1 Flowchart 101-113 Method Step 2 Memory Module Test System 3 Computer System 4 First Data Connection 5 Hard Disk Memory 6 Operating Memory RAM 7 Second Data Connection 8 Test Memory Module 9 Computer System Configuration File 10 Test Procedure Configuration File 11 First result file 12 Second result file 13 Statistics file

   ─────────────────────────────────────────────────── ─── Continued front page    (72) Inventor Marx Forste             Germany 85521 Ottobrunn, Germany             Ktor-Otto-Bosner Vek 7 (72) Inventor Frank Thiere             Germany 81545 Munich, Zelt             Urstraße 4 F-term (reference) 5B018 GA03 KA01 NA01

Claims (9)

[Claims] 1. A method of electronically testing at least one memory module (8) removably connected to a computer system (3), the method comprising: a) at least one memory to be tested. Connecting a module (8) with the computer system (3); b) electronically loading a computer system configuration file (9) into the computer system; and c) connecting with the computer system (3). And a step of inputting each one memory module identifier of each of the memory modules (8) to the computer system (3), and d) the number of the memory modules (8) connected to the computer system (3). Electronically comparing the input number of memory module identifiers, and e) the test. Electronically loading test information for the memory module (s) (8) to be loaded into the computer system (3) from at least one test procedure configuration file (10); and f) the memory module (s). 8) (singular or plural)
Electronically testing by the computer system (3) at least one test step of a functional test automatically and stepwise, and g) at least one result of the test result.
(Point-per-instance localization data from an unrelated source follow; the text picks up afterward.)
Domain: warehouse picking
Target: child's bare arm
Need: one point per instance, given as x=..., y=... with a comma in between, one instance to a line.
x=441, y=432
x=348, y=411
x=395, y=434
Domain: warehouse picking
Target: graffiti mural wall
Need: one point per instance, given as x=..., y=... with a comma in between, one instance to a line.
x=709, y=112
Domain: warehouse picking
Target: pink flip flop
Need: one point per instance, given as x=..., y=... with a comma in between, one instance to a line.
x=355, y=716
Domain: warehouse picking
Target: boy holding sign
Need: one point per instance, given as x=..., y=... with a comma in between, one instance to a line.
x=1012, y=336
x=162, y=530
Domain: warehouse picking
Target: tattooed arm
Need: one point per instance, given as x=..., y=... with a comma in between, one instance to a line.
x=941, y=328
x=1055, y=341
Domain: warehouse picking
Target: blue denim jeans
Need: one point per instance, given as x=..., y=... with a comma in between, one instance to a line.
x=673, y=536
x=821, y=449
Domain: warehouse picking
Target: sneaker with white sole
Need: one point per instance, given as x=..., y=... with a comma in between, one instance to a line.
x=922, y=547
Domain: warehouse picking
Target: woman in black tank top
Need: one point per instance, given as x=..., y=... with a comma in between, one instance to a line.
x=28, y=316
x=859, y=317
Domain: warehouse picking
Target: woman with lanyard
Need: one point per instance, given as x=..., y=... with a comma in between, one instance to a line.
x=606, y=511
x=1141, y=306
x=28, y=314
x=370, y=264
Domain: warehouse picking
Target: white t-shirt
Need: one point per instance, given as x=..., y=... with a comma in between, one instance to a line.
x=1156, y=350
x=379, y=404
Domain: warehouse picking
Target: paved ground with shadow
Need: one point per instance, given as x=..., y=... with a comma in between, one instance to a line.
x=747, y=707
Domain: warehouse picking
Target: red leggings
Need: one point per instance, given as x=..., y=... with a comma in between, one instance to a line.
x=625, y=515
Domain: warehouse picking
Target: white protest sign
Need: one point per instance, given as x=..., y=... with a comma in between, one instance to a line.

File (1
1, 12) stepwise electronically storing; h) automatically evaluating the test result; i) error information if at least one memory module (8) has an error. Electronically storing in at least one statistics file (13), outputting the error information, and identifying the memory module (8) (s) having the error. 2. After the step e) is carried out, the following steps e ′) e ′) production-related data of each memory module (8) connected to the computer system (3), in particular lot number, are recorded: Method according to claim 1, characterized in that the step of inputting into a computer system (3) is carried out. 3. Computer program product and computer program product implementing a method for electronically testing at least one memory module removably connected to a computer system (3), the memory module comprising: A computer program product and a computer program formed so that the method according to claim 1 or 2 can be implemented. 4. The computer program according to claim 3, which is included in a storage medium. 5. A computer program as claimed in claim 3 stored in a computer memory. 6. The computer program of claim 3, contained in direct access memory. 7. A computer program as claimed in claim 3 carried on an electrical carrier signal. 8. A computer program product according to claim 3 and a data recording medium having a computer program. 9. A method for downloading the computer program according to claim 3 from an electronic data network such as the Internet onto a computer connected to the data network.